If one reckons these features of the chivalrous, the military character, as it appears not in men of renown, in heroes touted by Fame's obstreperous trumps, but in simple privates who have small share in war's pomp and circumstance, but who know its demands of toil and suffering, one asks if the unfolding and training of such is any compensation for war's evils. Of course not. All this may come to the physician, to the locomotive engineer, to the sailor, to other workers in the arts of peace.

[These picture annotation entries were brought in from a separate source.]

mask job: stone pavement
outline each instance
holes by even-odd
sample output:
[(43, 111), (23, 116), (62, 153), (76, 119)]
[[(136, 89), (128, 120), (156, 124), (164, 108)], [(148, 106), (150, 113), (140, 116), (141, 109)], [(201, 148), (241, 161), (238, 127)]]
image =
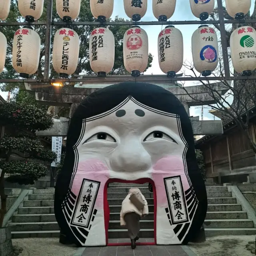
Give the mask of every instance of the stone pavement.
[[(152, 242), (152, 238), (140, 238), (139, 242)], [(127, 242), (128, 239), (109, 239), (110, 243)], [(137, 246), (133, 250), (130, 246), (86, 247), (81, 248), (75, 256), (197, 256), (187, 246)]]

It is the dark background of war that makes them here conspicuous. The matter has an impressive religious aspect. St. Paul vividly tells in military rhetoric the qualities needed-and the habits as well-of one who would follow Him who came to send upon earth not peace but a sword. The hymns of our liturgy set forth the Christian life as a warfare, and that we are called as to a soldier's service. The Crusaders exaggerated this idea, but it has not vanished, it will not vanish, from Christian thought. One might say that the preacher is a bugler, sounding the call that is bidden him-"I am the voice." And how these soldierly traits unfold in Christian workers in far-away lands, in slums at home, in continuance of service manifold! The field of conflict is the world, and on every part of it is the Commander's eye. "He that overcometh shall be clothed in white raiment."